After losing at Australian Open, Angelique Kerber wonders if she should have stayed home

MELBOURNE, Australia -- Former Australian Open champion Angelique Kerber admits she would likely have thought twice about traveling to Melbourne for the first Grand Slam of the year had she known what was to be in store upon her arrival.

Kerber was one of 72 international players who were forced to endure a fortnight of hotel quarantine in Melbourne following a series of positive COVID-19 tests on international arrival aircrafts, meaning she missed out on vital practice ahead of the tournament.

On opening day at Melbourne Park, the German slumped to a 6-0, 6-4 loss to unseeded American Bernarda Pera for her earliest exit in the tournament since 2015 and questioned whether she should have stayed home.

"If I knew the real situation before my trip, I would maybe think twice to come here," Kerber said after her match. "I was not planning the two weeks' hard quarantine.

"I don't know, maybe if I knew that before, to stay two weeks' in the hard quarantine without hitting a ball, maybe I would think twice [about coming].

"I was not feeling the rhythm that I was before the two weeks, to be honest.

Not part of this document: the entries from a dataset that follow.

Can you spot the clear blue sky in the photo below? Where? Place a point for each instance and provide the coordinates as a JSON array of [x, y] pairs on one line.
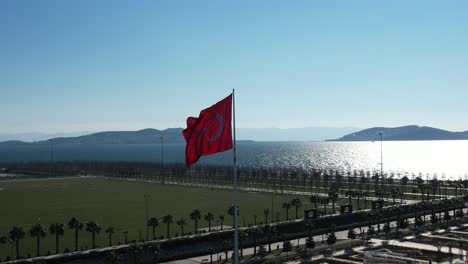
[[124, 65]]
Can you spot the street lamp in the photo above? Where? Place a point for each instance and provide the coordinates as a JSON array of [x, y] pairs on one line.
[[146, 196], [162, 157], [381, 154]]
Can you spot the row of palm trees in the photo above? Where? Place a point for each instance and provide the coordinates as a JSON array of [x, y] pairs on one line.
[[38, 231], [272, 178]]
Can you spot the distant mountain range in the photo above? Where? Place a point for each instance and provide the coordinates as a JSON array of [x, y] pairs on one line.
[[144, 136], [404, 133], [174, 135]]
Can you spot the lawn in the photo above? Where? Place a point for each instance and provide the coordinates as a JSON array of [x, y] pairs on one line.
[[116, 203]]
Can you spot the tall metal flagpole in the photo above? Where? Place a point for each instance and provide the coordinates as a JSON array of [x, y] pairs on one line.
[[236, 246]]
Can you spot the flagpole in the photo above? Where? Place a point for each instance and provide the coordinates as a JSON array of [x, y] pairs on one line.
[[236, 245]]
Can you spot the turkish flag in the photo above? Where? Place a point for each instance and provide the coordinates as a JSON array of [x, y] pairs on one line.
[[210, 133]]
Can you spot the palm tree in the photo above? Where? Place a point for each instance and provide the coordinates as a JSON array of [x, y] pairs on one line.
[[242, 237], [209, 217], [331, 239], [310, 243], [181, 222], [269, 231], [58, 230], [211, 251], [266, 212], [15, 235], [153, 222], [296, 202], [420, 183], [110, 231], [286, 207], [351, 234], [3, 239], [333, 196], [221, 221], [324, 201], [314, 199], [93, 228], [74, 223], [403, 181], [387, 229], [395, 193], [38, 231], [195, 216], [231, 213], [168, 219], [350, 194], [254, 232]]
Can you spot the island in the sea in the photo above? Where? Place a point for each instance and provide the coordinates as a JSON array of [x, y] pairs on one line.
[[403, 133]]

I was really trying to stay positive, but you feel it, especially if you play the first match in a Grand Slam against an opponent who doesn't stay in the hard lockdown.

"But I was trying to take the motivation for this tournament because it's one of my favorite tournaments. I knew that we play with a little bit of fans, which makes tennis playing much more fun. So that was my motivation."

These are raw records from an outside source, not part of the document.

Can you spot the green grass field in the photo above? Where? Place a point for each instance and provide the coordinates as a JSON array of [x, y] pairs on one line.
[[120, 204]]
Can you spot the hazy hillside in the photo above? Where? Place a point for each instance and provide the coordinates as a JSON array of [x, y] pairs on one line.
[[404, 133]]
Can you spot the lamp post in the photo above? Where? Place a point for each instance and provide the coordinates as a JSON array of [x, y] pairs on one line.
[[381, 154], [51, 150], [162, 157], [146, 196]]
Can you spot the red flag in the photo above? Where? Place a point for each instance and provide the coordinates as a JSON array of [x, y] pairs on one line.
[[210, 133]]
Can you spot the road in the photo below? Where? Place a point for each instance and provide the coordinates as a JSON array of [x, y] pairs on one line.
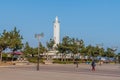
[[110, 71]]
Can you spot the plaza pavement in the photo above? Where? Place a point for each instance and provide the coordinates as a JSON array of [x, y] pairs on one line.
[[60, 72]]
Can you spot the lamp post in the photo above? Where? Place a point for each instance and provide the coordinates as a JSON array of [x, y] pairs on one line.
[[38, 36]]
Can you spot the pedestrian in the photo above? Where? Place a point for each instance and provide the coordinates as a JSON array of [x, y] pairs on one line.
[[93, 65]]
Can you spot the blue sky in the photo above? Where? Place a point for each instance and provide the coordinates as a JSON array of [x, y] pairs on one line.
[[94, 21]]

Despite the comments, Kerber also praised Australia for the work done in recent months to contain the spread of COVID-19 and allow for the tournament to take place in a relatively familiar environment.

Australia has only 53 active cases of the coronavirus in Australia.

"Australia is doing a really good job," she said. "Now, when you are free, you go outside, everything is open. It feels like a normal life."